Feature: What is Data Science?

Data Banner
Data Science combines elements of Mathematics, Statistics and Computer Science to turn unprecedented volumes of data into actionable knowledge. Though it has been widely covered in the media and has found applications in almost every sector of business, it remains a subject that is often misunderstood. To help make sense of Data Science and understand a little about how it's changing the world, we asked a leading Warwick academic what his work is all about.

Professor Graham Cormode

Professor Graham Cormode

Data Science involves both applications to real world problems, and the development of new techniques to help analyze data. My work aims to bridge theory and practice, by looking for ways to create very small summaries of very large amounts of data that capture the essential features.
What are your main areas of research?
I'm interested in the whole data lifecycle, from capture and cleaning through to mining and analytics. In terms of specific topics, I look at fundamental problems in data mining, privacy and streaming algorithms.

What does this research entail?
Much of my work is about finding approximate answers to questions that are too costly to solve exactly. Our capacity for creating ever-more information is outpacing improvements in computational power. More and more devices are creating data: sensors recording GPS locations of vehicles in cities, smartphones capturing information about their users, social networks with millions of posts and photos. There's an increasing mismatch between our ability to create information, and our ability to digest this to make sense of it.
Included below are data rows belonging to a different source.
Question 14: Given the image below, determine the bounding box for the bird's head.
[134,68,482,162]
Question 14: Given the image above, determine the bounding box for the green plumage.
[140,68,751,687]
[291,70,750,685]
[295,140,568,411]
Much of my research involves coming up with ways to quickly summarise information, and allowing these summaries to be used to understand the data.

How does it actually work?
Suppose you are doing a survey of all the cars on a stretch of road, over several weeks. For any car, you want to be able to count how many times you have seen it before. But you only have one sheet of A4 to keep notes on! There's no room to record a count for every number plate. Instead, you could just keep track of counts for the last few digits of each plate. Then, estimate the number of times we've seen a car as the number of times we've seen those digits. This will be quite a rough estimate, as we'll get different cars mixed up, but it's not a bad start. We can refine this approach by choosing a more unpredictable way to go from a number plate to a line on the paper. And we can reduce the number of cases of mistaken identity by mapping each plate a few times, using a different mapping function each time. When we estimate the number of times we see a plate, we look at all the places it is counted, and take the smallest count, as this has the least number of contributions from other vehicles.

Is this research that gets used?
This scheme, with more maths behind it, is the idea behind the "Count-Min sketch" algorithm I invented for tracking counts in rapid streams of data. It has been used in a variety of settings where many events are happening very quickly, and we want to find which are most popular. For example, when Twitter tracks which websites are showing tweets, they use this to see which attract the most hits. The algorithm is taught at universities around the world, including Warwick, as a way to summarize big data.

Big grants from the European Research Council and the Royal Society are supporting me to extend this approach to large matrices and networks. This will help to find patterns in big social networks and search engines, and to give better recommendations in social networks and e-commerce sites.

Triangle Statistics
Does Warwick teach Data Science?
Warwick was the first university to offer an undergraduate Data Science degree in the UK. The Department also runs a very popular Data Analytics Masters degree, which has lots of links with business and government. Data Scientific techniques also feature throughout our core Computer Science degree - with applications to digital forensics, social media analytics and the design of autonomous vehicles.

Warwick is also a founding partner in the Alan Turing Institute in London (with the universities of Cambridge, Edinburgh, Oxford and UCL), the national institute for research in Data Science.